伊藤忠商事、ファミリーマート、NTTドコモ、サイバーエージェントの4社は、小売事業者の購買データを活用したデジタル広告配信事業および広告代理店業の展開に向けて、新たに「データ・ワン」を設立することで合意したと発表した。

国内におけるインターネット広告費は2019年に2兆1,048億円と6年連続2桁成長しており、2019年には、初めてテレビメディア広告費を上回ったという。

また、米国での新たな潮流として、大手小売業者が購買データをもとに顧客に応じたデジタル広告を配信するサービスを独立して立ち上げ、収益の多角化を実現している。

データ・ワンでは、ファミリーマートおよび他小売事業者が保有する購買データ、NTTドコモが保有するdポイントクラブの会員データおよび属性情報を用い、オフラインデータとオンラインデータを統合。

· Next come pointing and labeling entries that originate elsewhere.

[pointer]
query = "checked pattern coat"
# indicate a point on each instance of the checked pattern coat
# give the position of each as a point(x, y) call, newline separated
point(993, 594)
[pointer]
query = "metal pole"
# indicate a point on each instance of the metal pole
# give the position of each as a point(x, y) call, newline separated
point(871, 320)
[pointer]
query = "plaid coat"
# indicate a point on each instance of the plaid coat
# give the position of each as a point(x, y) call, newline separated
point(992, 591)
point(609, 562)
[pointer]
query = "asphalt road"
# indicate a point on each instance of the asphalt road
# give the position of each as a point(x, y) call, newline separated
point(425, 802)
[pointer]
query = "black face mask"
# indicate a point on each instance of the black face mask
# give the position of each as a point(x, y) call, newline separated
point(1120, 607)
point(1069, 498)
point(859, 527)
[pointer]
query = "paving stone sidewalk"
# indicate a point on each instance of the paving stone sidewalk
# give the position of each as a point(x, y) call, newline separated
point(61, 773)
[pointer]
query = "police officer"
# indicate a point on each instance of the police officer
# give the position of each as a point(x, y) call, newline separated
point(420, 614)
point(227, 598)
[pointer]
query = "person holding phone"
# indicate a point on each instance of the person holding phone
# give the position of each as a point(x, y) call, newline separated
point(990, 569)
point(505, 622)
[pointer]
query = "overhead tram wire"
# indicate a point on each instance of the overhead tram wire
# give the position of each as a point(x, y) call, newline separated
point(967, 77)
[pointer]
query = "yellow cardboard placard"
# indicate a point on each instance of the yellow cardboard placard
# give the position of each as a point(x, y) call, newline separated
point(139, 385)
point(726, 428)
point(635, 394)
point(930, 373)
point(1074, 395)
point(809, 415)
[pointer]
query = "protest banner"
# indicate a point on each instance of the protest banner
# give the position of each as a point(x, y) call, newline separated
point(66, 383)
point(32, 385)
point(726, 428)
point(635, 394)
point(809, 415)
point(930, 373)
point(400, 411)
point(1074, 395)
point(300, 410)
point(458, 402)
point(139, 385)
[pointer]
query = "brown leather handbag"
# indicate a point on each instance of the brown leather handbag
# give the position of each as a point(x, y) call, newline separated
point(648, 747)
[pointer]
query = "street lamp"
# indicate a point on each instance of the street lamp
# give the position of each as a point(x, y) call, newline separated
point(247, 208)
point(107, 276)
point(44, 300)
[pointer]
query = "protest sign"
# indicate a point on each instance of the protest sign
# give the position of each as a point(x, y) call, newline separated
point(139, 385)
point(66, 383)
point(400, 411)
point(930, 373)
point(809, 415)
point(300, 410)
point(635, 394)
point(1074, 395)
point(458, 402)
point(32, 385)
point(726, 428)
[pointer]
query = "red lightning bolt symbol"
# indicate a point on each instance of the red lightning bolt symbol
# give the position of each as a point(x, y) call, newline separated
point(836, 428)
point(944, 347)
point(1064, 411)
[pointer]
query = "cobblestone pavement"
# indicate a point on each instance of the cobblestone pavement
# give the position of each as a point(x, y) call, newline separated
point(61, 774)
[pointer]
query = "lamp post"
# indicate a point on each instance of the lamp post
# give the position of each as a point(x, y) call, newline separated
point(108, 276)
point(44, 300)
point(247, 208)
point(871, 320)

これにより、“ID”単位でのターゲティング広告配信から商品購買までの効果検証を可能とする広告商品を開発・販売するという。

オフラインでの購買行動を可視化することにより、顧客にとって最適な情報を提供すると共に、様々なメーカーにも効率的なマーケティング、ブランディングの手法を提供するとのことだ。

また、ファミリーマートやNTTドコモが保有する独自のメディア(アプリ等)やポイントサービスなどを活用した新たな広告商品も開発・展開し、様々な企業におけるマーケティング活動の効果を最大化していくとしている。

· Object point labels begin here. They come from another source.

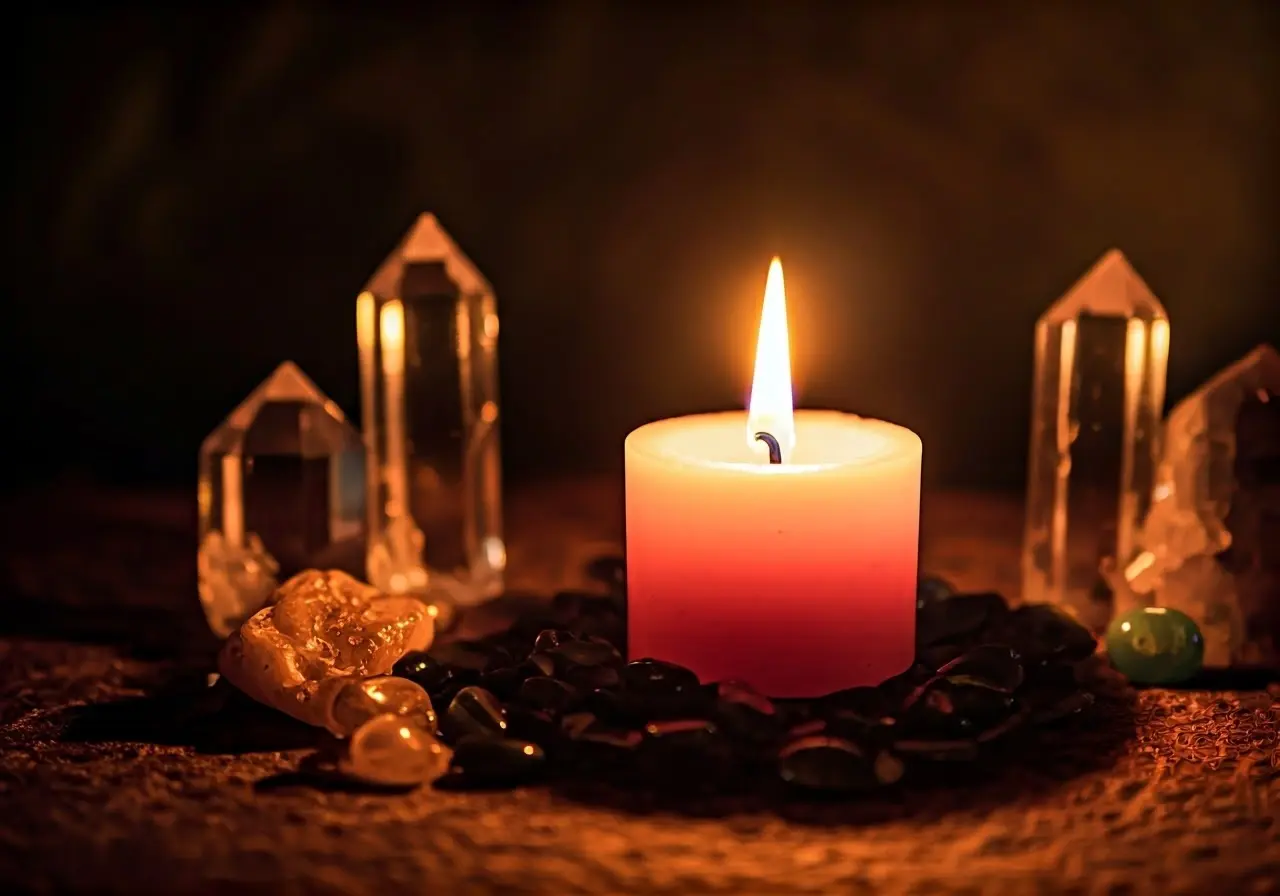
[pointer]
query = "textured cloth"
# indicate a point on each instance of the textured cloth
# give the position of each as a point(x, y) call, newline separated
point(104, 789)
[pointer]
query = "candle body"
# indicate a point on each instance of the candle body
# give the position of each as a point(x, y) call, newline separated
point(800, 577)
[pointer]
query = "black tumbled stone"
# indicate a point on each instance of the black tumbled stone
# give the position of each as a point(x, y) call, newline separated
point(826, 764)
point(485, 762)
point(992, 666)
point(551, 695)
point(474, 711)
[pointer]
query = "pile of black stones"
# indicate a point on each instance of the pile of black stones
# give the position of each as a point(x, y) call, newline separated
point(554, 698)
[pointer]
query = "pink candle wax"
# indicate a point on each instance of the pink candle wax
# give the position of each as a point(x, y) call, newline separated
point(798, 577)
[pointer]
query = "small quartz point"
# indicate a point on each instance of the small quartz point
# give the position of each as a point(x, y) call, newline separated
point(1101, 355)
point(1210, 547)
point(319, 631)
point(280, 489)
point(394, 752)
point(426, 327)
point(357, 702)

各社の役割として、伊藤忠商事は、流通・小売業界における広範なネットワークを活かし、データ・ワンが、スーパーマーケットやドラッグストア等他業態の小売事業者とのアライアンス構築をサポート。

ファミリーマートは、全国約16,500店の店舗網および1日あたり約1,500万人が訪れる顧客基盤を活用した新たな広告事業を構築し、店舗や自社アプリ「ファミペイ」を通じて利用者にとってより有益な情報を届けるという。

また、NTTドコモは、dポイントクラブ会員の属性や嗜好性に関するデータを提供し、ターゲティング精度の高い広告配信を実現。またドコモが展開する各メディアでの広告配信を実現することで、より多くのお客様へ有益な情報をお届けできる環境を提供するとのことだ。

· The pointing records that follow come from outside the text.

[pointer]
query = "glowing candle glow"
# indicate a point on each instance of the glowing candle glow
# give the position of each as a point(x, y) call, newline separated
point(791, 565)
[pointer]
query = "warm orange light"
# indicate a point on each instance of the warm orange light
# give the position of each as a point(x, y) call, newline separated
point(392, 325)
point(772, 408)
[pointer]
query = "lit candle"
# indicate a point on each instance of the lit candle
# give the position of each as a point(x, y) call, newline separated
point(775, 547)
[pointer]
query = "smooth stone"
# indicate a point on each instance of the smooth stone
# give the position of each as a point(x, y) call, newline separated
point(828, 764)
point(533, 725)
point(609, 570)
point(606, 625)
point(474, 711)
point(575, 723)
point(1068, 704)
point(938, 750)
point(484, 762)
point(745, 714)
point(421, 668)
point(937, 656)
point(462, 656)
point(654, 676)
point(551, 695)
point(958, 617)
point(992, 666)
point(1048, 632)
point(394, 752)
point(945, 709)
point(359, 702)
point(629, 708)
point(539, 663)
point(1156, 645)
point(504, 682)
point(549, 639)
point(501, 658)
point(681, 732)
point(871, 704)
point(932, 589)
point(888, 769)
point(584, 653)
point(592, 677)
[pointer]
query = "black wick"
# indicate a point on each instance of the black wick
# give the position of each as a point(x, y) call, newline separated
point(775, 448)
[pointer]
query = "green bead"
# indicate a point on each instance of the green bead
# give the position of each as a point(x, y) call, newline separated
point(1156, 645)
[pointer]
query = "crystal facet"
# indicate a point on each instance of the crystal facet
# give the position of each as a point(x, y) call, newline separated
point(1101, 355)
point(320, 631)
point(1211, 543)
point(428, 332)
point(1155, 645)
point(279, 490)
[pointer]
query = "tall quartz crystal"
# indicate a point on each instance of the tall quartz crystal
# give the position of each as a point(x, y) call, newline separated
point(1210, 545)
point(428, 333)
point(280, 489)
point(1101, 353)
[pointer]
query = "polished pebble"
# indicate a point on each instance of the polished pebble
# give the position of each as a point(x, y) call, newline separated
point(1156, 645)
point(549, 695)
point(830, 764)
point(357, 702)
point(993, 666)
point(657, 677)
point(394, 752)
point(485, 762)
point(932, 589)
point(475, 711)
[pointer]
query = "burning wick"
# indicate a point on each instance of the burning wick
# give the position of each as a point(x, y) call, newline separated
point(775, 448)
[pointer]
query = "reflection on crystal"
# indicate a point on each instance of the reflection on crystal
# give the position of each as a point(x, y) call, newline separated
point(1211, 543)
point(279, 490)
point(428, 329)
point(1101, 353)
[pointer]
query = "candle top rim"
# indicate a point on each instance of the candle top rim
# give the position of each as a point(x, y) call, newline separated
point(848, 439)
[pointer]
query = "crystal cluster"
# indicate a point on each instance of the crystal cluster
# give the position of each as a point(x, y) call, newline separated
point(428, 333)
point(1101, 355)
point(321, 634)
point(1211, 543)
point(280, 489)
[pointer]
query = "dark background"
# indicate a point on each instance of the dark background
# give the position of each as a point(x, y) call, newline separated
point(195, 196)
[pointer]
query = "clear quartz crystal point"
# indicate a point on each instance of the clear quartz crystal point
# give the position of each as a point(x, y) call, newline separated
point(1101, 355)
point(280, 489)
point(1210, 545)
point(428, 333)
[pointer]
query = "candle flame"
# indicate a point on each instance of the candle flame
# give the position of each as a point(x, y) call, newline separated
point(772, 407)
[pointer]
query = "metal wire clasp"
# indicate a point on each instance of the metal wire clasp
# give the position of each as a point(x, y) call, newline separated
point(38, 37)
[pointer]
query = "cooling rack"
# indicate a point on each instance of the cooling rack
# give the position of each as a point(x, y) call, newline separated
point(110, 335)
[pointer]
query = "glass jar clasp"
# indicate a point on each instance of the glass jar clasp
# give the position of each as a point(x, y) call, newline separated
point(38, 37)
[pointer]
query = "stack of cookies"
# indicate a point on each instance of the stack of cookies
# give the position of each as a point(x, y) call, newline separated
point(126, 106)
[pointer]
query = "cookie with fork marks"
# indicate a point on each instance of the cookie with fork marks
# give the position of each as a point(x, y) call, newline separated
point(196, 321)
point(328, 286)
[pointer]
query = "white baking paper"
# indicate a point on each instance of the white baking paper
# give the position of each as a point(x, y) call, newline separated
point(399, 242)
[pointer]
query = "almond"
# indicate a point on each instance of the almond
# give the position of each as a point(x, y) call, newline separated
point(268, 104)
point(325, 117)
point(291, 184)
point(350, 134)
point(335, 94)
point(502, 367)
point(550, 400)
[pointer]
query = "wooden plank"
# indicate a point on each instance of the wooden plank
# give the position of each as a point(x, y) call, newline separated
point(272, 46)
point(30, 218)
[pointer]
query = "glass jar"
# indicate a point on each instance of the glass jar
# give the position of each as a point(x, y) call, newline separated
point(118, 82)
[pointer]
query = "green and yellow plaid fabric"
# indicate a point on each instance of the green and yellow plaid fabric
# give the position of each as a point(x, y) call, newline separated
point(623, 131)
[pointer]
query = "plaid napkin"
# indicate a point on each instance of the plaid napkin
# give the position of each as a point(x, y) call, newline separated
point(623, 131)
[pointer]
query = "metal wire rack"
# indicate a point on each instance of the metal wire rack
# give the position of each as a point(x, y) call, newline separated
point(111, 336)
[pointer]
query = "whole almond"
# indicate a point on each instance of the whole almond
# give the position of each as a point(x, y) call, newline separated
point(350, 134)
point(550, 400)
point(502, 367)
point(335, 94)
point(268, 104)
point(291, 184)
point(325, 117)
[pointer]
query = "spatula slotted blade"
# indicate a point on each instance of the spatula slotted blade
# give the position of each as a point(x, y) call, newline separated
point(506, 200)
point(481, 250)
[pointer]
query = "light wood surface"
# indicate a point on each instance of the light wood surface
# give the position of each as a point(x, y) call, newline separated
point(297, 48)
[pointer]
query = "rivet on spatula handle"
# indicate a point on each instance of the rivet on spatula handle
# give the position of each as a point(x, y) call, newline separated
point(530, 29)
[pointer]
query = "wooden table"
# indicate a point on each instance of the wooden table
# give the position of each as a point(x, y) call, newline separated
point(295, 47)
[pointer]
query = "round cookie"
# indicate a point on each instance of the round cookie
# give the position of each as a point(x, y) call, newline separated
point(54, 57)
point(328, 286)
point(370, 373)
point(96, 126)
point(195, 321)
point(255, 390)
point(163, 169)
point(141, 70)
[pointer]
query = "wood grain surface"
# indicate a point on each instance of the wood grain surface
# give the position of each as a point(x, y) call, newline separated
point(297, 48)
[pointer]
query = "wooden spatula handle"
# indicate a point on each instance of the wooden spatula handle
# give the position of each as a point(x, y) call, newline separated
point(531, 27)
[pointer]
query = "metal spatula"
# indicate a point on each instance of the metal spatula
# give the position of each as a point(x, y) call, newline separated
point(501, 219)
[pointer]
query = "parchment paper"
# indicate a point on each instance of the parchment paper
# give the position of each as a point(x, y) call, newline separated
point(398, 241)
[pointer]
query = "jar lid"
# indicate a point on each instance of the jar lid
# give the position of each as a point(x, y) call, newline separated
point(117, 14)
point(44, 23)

サイバーエージェントは、インターネット広告事業において業界トップクラスの実績をもつ広告商品販売網に加えて、デジタル広告の運用・配信プラットフォームの開発ノウハウや、AI技術の研究開発実績を活かすことで、広告主企業の課題解決およびマーケティング効果の最大化に取り組んでいくとしている。

なお、事業開始は2020年12月を予定しており、出資比率は、アイエフピー(伊藤忠商事が55%およびファミリーマートが45%を出資し、共同で設立する会社)が55%、NTTドコモが40%、サイバーエージェントが5%となっている。

各社は、データ・ワンを通じ、段階的にスーパーマーケットやドラッグストア等他業態の小売事業者ともアライアンスを組み、購買データの幅・質を向上させることで、広告商品の独自性を高めることに取り組んでいくとのことだ。